Siempre me distinguió con su amistad. Cuando recién terminado el bachiller, acaeciera el Centenario de la Plaza de Toros, me dio cartel para hablar de los toreros isleños. En esas lides inauguramos la Escuela de Tauromaquia y dimos conferencias, gracias a él, en las desaparecidas peñas de Ruiz Miguel y la Tertulia Taurina. Fue la persona que me contestó como recipiendario en mi entrada académica. Él junto con Alberto Orte, fueron decisivos en ello.

El coronel médico de la Armada, director del Hospital de Marina de San Carlos, trajo en ese periodo de tiempo los especialistas más reputados para el centro hospitalario isleño. Conferenciante amenísimo y jurado de premios literarios de la Academia de Medicina y qué se yo. Siempre a favor de su generoso corazón junto con su queridísima esposa, Manoli de la Cruz que gloria guarde. En su tesis doctoral decía y esto lo retrata, porque esto son recuerdos y no un currículo, decía "¿Tiene límites el amor? Es difícil apreciar su dimensión.
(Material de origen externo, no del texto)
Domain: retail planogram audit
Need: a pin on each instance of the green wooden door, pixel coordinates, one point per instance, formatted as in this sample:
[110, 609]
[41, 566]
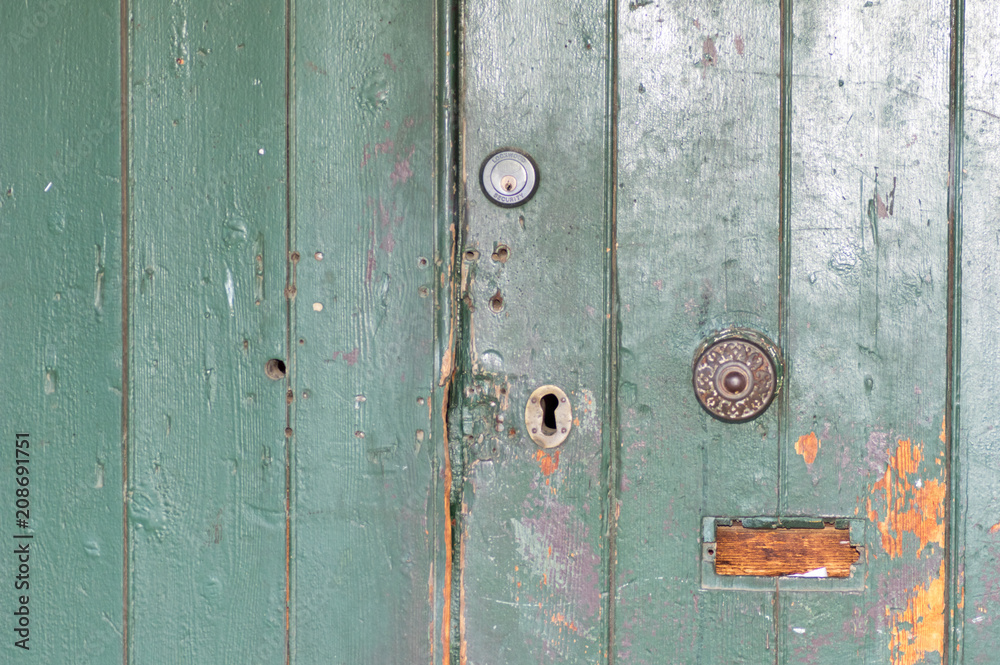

En su grado superior, máximo o extremo es más que un sentimiento y más aún que natural y humano supera la mezquindad del propio yo."

Estimadísimo Juan, la verdad es paralela a la bondad. Siempre te entregaste a causas justas para una Isla que, desgraciadamente, iba degradándose. Con tu esfuerzo y apoyo la Isla creció y por eso, por la nobleza de tu corazón y el trabajo y esfuerzo por para la ciudad, pedimos una calle, que el Dr. Chamorro, adalid de la Idea, elevó a la Alcaldesa. Yo me siento orgulloso de esa amistad que me profesas y quiero que junto a tus ochenta familiares directos y tu "hermano" pintor, José Martínez Pepiño, rescatéis vuestra memoria de aquella Isla que hicisteis más grande para nosotros. Con esta décima te retrato en tu infinita amistad isleña. La Isla que tuvo sal/Esa sal que es agua cana/Con el doctor Cubillana/Se salva del arenal./ Es un agua bautismal/De isleño bien modelado/ Generoso y entregado/Para las causas isleñas/…Con noventa años sueña/con dar más de lo que ha dado.